The term torticollis is derived from the Latin words tortus for twisted and collum for neck. while the head is tilted to effected side, it faces to opposite side.
How many types are available in Torticollis?
Torticollis has many types. Congenital muscular torticollis is the most common type. It can also be secondary to cervical bony deformities, ocular problems and neurologic diseases.
What causes the deformity?
The cause of congenital muscular torticollis is unclear. In congenital muscular torticollis etiology, there are several theories. One hypothesis blames birth trauma as causing the bleeding into the sternocleidomastoid muscle. According to this theory, fibrosis, a scar tissue formation is seen following the bleeding and this fibrous tissue lead the SCM muscle shorten. Another theory advocates that a kind of compartment syndrome causes the SCM muscle fibrosis. Also, repetitive intrauterine micro trauma are believed to cause SCM muscle shortening.
What are the clinical signs?
Parents notice the twisted neck and sometimes facial and head asymmetry. An olive sized nodule can be palpable in the sternocleidomastoid muscle. Typically, the head is tilted one side and face turned to the opposite direction. Patients should be evaluated for following conditions:
1- Klippel -Feil Syndrome is characterized with short neck, cervical vertebral abnormalities.
2- Ocular torticollis, certain eye muscle disfunction may cause the deformity.
3- Neurological diseases like dystonia may be underlying problem.
Facial asymmetry and plagiocephaly should be evaluated and particularly for plagiocephaly, a pediatric neurosurgery consultation may be called. One should also keep in mind the increased co-incidence with developmental hip dysplasia. Thus, all children with torticollis should be evaluated by physical examination and hip ultrasonography.
Which diagnostic tests are required?
Physical examination and ultrasonography may show a nodular lesion within the SCM muscle as well as muscle thickening. Those finding confirm the diagnosis of muscular torticollis. A cervical spine radiography is helpful to rule out the cervical vertebral anomalies. An MRI study may be required to rule out the neurological diseases like syringomyelia.

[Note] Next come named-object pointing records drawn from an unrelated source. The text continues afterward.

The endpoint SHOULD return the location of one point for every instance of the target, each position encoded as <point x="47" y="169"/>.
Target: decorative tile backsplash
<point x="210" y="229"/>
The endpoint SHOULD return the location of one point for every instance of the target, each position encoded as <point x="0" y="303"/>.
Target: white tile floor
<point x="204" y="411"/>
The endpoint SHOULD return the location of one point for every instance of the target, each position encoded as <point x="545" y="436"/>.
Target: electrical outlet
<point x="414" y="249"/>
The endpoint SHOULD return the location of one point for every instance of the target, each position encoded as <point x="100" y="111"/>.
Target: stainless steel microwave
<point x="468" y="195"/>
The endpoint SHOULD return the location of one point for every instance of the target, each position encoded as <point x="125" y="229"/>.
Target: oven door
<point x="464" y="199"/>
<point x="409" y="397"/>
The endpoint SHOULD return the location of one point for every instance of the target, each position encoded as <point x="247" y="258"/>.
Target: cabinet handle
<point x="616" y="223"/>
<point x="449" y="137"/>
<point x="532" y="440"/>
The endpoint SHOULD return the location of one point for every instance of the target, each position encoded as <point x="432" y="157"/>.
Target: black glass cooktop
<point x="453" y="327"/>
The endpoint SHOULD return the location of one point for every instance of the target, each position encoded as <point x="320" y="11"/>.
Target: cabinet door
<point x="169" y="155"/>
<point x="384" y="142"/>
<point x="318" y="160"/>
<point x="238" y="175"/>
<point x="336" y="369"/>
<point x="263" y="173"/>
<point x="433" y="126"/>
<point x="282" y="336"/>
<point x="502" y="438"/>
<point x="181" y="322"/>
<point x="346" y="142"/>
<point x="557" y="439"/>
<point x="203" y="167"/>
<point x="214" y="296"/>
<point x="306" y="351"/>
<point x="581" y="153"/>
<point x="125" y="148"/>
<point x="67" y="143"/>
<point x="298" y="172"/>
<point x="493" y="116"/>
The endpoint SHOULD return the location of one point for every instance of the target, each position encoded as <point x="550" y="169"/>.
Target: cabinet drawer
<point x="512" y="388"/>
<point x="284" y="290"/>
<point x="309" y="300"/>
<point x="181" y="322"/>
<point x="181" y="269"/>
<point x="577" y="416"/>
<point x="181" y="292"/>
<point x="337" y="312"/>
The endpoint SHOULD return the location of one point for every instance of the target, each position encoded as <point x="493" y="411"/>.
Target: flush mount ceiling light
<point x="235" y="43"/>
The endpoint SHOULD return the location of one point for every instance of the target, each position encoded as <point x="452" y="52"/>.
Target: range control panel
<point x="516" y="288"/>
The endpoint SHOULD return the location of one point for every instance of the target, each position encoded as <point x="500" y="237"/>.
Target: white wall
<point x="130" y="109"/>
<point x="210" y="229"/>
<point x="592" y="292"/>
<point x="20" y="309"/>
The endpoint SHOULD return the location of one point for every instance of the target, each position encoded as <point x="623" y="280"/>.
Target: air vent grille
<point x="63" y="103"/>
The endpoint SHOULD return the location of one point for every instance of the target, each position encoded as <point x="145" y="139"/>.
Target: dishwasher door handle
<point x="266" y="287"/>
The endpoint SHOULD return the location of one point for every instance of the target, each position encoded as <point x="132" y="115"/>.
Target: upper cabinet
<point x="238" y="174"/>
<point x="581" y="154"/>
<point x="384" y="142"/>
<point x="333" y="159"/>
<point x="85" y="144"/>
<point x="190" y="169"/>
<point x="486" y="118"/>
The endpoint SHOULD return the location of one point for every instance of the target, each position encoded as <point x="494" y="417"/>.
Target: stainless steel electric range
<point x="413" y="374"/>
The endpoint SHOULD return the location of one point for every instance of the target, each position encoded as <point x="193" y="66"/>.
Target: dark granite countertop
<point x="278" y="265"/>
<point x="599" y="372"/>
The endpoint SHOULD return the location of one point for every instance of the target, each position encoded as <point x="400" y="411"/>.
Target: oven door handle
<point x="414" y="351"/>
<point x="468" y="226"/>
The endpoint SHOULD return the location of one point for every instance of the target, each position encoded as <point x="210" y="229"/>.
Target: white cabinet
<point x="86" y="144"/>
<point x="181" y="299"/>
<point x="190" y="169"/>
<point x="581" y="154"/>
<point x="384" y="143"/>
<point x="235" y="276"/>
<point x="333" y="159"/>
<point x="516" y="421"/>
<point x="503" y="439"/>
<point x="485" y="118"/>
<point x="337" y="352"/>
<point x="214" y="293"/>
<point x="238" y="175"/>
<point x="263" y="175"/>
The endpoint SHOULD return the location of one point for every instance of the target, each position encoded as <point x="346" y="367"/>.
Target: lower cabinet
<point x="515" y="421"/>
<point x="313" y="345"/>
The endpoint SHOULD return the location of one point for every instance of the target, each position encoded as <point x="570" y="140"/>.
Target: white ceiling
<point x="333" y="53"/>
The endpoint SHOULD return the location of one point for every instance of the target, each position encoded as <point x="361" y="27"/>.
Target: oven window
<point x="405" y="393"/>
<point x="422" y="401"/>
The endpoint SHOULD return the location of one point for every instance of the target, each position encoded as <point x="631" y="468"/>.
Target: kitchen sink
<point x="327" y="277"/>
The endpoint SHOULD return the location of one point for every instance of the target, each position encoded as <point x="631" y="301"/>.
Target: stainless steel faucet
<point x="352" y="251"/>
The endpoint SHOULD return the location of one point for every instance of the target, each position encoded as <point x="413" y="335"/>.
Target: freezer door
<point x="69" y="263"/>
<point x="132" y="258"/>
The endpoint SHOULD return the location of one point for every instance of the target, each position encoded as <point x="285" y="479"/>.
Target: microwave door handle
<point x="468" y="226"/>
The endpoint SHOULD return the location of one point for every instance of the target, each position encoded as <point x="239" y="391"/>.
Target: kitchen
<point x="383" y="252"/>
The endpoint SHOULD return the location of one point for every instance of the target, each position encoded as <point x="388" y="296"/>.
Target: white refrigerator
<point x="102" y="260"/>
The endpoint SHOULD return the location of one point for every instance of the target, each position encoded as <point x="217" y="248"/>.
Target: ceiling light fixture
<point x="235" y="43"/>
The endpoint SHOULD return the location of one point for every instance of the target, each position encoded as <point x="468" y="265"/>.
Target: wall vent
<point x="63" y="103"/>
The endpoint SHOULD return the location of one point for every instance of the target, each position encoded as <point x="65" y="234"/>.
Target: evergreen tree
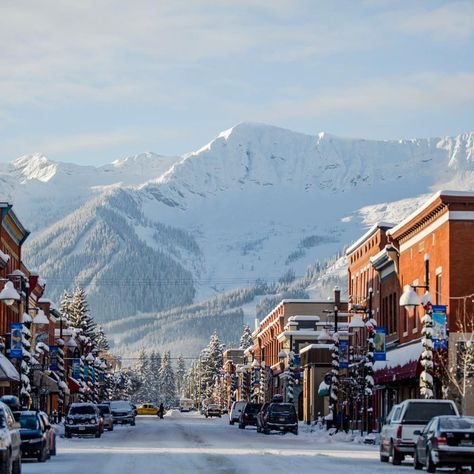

The main pathology in muscular torticollis is Sternocleidomastoid muscle. I encourage the parents to do stretching exercises as advised. Most cases are resolved with regular stretching exercises. I recommend to continue the exercises up to two years of age. Children over 2 years of age may require surgical release. I perform either unipolar or bipolar release depending on the age and the severity of torticollis. In unipolar surgery, distal clavicular and sternal parts of muscles are cut, whereas in bipolar surgery also proximal attachment to the mastoid is severed.